The chart compares the success rate of IVF with age of the woman. It shows the percentage of life births per cycle of IVF compared with women of ages 27 to 45 years. You can observe that the success rate declines with increasing age; this means the older the woman is, the less likely that she may become pregnant even with IVF. The percentage drops to almost zero when the womans age is 45 years. Out of 100 Women of 39 to 40 years, only about 5 to 10 of them can give birth to a live baby following one cycle of IVF. This decline in the success rate with increasing age especially when the woman passes the age of 40 is due to the lower number of eggs a woman may have as she becomes older with age. The quality of the eggs reduces and the number of eggs that can be collected during IVF reduces even with stimulation with increasing age.
IVF safety to babies
It is unclear if the use of IVF causes congenital abnormalities as this is not yet proven, though it seems there is about 1 to 2 % increase risk of developing congenital malformation.
IVF babies tend to have about 2.6 times risk of being born underweight than the normally conceived babies.

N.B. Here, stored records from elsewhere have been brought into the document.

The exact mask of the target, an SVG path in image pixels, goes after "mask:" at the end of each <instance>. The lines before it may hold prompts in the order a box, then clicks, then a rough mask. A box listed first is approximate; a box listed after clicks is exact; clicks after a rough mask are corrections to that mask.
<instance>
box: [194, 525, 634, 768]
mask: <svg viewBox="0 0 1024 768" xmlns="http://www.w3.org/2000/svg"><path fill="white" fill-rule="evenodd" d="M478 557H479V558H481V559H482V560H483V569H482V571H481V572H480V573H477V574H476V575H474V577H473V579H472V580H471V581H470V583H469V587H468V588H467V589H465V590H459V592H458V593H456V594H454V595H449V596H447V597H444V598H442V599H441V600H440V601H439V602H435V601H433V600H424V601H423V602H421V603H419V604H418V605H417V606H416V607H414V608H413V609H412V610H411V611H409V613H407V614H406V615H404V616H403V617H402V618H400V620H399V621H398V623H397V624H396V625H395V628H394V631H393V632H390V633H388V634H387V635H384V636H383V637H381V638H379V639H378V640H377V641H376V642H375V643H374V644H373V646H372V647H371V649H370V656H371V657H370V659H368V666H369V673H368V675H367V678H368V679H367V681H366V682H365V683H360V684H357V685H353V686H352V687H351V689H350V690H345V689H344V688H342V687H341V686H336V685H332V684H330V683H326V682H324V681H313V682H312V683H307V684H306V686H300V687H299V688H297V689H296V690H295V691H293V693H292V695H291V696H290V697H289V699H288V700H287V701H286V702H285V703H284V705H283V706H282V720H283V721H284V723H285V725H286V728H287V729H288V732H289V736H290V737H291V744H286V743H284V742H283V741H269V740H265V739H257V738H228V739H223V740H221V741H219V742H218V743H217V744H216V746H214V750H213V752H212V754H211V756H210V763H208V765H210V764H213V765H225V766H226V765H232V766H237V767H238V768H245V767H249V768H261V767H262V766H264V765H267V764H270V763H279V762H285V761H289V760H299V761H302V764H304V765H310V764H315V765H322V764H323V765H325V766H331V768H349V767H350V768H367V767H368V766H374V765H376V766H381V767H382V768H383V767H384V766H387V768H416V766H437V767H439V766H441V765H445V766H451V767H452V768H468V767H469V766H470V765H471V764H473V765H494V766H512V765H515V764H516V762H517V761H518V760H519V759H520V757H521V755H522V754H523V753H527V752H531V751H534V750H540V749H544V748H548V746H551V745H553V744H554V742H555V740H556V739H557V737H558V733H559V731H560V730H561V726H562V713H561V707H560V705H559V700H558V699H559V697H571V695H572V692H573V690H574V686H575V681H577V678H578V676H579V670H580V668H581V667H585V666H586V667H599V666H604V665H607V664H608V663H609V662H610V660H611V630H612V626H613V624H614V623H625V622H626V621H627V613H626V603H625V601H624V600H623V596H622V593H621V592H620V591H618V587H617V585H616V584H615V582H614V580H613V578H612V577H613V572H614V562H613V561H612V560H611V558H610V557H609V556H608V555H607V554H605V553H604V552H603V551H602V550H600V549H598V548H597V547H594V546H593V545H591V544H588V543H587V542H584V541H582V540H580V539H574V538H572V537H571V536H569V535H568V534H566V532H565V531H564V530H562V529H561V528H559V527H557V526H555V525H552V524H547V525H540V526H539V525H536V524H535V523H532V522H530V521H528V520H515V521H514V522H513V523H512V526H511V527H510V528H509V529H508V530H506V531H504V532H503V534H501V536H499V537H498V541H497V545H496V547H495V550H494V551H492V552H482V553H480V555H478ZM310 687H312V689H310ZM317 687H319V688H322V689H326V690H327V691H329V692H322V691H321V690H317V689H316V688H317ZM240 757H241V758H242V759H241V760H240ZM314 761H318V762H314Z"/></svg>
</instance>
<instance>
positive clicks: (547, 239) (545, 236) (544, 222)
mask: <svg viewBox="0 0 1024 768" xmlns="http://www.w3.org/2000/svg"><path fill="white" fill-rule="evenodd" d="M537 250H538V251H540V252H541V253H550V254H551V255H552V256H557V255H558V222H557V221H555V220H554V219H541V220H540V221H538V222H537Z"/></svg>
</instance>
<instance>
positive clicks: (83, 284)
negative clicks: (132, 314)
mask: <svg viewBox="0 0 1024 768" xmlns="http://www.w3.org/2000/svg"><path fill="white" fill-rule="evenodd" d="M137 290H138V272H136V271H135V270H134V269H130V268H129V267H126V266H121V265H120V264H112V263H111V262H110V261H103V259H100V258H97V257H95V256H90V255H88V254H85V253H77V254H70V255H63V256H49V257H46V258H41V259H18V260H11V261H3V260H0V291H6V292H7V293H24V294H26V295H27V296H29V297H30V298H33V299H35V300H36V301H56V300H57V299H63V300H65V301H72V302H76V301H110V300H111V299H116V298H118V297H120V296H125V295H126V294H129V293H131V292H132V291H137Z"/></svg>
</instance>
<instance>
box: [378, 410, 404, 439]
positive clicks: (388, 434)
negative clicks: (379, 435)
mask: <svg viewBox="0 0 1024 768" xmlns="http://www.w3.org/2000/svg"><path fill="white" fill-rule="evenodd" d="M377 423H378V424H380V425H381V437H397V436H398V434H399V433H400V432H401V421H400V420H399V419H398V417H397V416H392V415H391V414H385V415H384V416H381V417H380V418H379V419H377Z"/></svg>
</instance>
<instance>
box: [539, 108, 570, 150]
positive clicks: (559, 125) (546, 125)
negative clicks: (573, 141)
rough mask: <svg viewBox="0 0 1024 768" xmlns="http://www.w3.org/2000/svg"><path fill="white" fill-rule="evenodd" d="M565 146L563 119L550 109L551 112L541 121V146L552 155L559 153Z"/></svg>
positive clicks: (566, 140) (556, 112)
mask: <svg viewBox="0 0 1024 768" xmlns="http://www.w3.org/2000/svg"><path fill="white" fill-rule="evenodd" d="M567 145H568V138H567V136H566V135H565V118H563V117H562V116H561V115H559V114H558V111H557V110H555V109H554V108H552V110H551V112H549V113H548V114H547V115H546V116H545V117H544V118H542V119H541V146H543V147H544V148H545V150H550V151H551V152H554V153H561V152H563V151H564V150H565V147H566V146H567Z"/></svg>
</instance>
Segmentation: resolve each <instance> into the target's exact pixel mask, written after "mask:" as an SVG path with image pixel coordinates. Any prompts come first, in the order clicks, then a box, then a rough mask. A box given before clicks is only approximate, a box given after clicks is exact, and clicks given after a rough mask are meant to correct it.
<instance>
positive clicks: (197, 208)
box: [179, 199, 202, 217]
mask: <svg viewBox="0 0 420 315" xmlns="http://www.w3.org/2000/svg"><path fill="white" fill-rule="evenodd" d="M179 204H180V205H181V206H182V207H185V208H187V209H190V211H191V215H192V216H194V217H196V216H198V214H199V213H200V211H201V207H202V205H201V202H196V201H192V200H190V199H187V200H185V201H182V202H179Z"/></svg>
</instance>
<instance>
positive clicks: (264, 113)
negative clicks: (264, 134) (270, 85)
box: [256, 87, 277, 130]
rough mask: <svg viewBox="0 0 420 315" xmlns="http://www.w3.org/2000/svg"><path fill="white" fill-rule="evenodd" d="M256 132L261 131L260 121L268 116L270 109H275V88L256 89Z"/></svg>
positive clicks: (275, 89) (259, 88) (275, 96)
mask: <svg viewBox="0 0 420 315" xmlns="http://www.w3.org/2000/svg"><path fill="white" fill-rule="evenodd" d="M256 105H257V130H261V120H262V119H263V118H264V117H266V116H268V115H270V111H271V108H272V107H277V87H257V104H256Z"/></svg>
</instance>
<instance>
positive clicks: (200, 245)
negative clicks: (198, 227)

Complications associated with IVF procedure
- Ovarian hyperstimulation syndrome (OHSS)
- Ectopic pregnancy
- Multiple gestation
OHSS is the most important of the effects of IVF on a woman. OHSS signs and symptoms include abdominal pains, abdominal swelling and tendencies of clot formation in the veins and arteries (resulting from haemo-concentration). OHSS may not be avoided completely even with careful measures, some women may still develop it, while others may not; the woman should be monitored for early detection and prompt treatment if OHSS develops.
Women who undergo IVF are at risk of having Ectopic pregnancy but this can be reduced by ultrasound guidance during embryo transfer. Women who are having IVF due to tubal damage are even at more risk of ectopic pregnancy. Women are normally monitored using ultrasound to detect any ectopic pregnancy and treat appropriately.
IVF predisposes a woman to having more than one baby, some may have twins, others triplets. This may seem a blessing but multiple pregnancies with Twins increases the risk of the babies developing cerebral palsy and they are at risk of being born premature.
IVF cost and prices
There is no fixed price to IVF as the cost of treatment varies according to different fertility centers or clinics. Different centers charge according to number of cycles: one, two or more. But it can be as high as 28,000 dollars depending on the quality of service offered.
Some clinics may charge cheaper and may exclude some services such as monitoring, which means you are left with any circumstance that may arise from it. This means if you have complications, you will be charged again to treat it. Whatever IVF center you decide to choose, make sure you have a detailed breakdown of prices from the very first day of consultation to the last day you have your baby in your arms.